Révolutions arabes : quels enjeux pour les femmes ? « Au Caire, nous avons été empêché-e-s de célébrer le 8 mars »
Témoignage de Sérénade Chafik, militante franco-égyptienne féministe.
Nous sommes allés hier devant le siège de la Sécurité d’Etat (*) dans le but de sécuriser les documents et de savoir où sont nos camarades prisonniers et disparus.
Des soldats nous demandent de nous mettre en rang et disent que c’est une question de temps, que les portes vont s’ouvrir.
Mais des casseurs armés arrivent, l’armée reste spectatrice.
Puis l’armée a tiré à balles réelles. En courant, j’ai failli tomber. Un jeune m’a relevée et m’a poussée devant lui. Un soldat m’a tirée de l’autre côté par les cheveux, il m’a donné des coups et envoyé des décharges électriques. Je suis cassée en mille morceaux, mais en vie et pas arrêtée…

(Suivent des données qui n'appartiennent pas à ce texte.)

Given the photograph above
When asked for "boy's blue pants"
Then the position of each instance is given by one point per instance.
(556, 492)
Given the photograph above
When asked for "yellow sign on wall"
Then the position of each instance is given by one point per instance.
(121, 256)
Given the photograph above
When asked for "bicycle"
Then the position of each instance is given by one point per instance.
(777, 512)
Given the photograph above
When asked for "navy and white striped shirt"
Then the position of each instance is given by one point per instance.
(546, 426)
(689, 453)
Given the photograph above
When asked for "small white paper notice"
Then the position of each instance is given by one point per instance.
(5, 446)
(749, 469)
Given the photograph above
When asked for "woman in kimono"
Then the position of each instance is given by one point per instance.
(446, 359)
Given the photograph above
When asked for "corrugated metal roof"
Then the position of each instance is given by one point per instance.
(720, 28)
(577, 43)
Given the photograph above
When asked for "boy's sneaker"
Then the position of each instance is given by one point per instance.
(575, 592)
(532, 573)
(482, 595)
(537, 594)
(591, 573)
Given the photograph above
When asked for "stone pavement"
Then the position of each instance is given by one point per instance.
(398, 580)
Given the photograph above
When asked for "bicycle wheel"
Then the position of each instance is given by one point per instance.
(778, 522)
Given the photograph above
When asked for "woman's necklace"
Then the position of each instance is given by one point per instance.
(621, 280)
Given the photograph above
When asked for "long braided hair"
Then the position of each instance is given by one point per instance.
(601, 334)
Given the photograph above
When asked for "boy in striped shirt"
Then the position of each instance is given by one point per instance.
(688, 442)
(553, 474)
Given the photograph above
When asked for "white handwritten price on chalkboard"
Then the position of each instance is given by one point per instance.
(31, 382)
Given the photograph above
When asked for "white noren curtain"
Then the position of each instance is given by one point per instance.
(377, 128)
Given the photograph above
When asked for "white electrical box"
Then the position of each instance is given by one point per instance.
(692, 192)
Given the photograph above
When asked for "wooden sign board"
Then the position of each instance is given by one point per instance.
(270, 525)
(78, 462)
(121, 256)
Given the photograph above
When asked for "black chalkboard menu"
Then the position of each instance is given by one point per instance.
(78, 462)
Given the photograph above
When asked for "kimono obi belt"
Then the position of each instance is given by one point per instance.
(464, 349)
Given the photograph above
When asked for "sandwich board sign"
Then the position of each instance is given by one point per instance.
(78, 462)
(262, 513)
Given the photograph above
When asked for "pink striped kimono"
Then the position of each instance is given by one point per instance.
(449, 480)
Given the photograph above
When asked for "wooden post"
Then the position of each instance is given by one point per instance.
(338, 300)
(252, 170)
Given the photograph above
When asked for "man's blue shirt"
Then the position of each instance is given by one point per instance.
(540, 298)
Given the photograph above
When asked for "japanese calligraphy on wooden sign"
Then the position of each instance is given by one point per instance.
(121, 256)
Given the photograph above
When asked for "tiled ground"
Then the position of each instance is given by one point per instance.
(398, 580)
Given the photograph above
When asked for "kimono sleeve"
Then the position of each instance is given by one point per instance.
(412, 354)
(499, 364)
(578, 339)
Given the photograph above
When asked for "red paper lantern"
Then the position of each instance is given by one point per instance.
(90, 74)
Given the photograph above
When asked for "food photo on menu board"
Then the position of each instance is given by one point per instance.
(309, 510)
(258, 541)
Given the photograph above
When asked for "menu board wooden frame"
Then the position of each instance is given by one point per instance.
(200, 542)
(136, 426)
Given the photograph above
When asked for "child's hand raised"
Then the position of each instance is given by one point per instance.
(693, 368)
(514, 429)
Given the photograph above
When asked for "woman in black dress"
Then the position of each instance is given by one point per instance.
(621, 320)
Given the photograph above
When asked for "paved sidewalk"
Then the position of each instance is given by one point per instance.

Plusieurs d’entre nous ont été arrêtés. Au moins deux femmes, dont une journaliste.
Ils seront libérés plus tard.
(*) Environ 500 manifestants ont tentés le 6 mars de pénétrer dans le bâtiment de la Sécurité d’Etat, dépendant du ministère de l’Intérieur égyptien. Dans tout le pays des bâtiments de cette institution ont été pris d’assaut pour empêcher la destruction des dossiers établis sur la population et d’éventuelles preuves d’abus commis.
—
Le Caire, 8 mars 2011
Aujourd’hui, au Caire, il nous ne nous a pas été possible de célébrer la Journée internationale des femmes.
Nous étions une trentaine de femmes et quelques hommes.
Nous avions rendez-vous devant le syndicat des journalistes et nous avons défilé jusqu’à la place Tahrir.
Nos pancartes et slogans revendiquaient une nouvelle constitution pour un pays laïc et civil. Sur une de nos pancartes il était écrit « Plus de négociations pour les droits des femmes ».
Arrivé-e-s place Tahrir, une horde d’hommes nous a entouré-e-s, en criant « Islamique, islamique », « Chiite, chiite », « Les femmes, illégitimes », « Voilà les sionistes, voilà les espions, ces femmes ne sont pas Egyptiennes », « Le peuple veut la chute des femmes » !
Petit à petit, l’agressivité est montée. Nous n’avions plus le choix, c’était rester là ou subir des coups.
Nous sommes parties affligées de cet aspect de l’Egypte, prête à faire chuter un système et effrayée par les revendications d’égalité entre les hommes et les femmes. La route est longue pour changer les mentalités.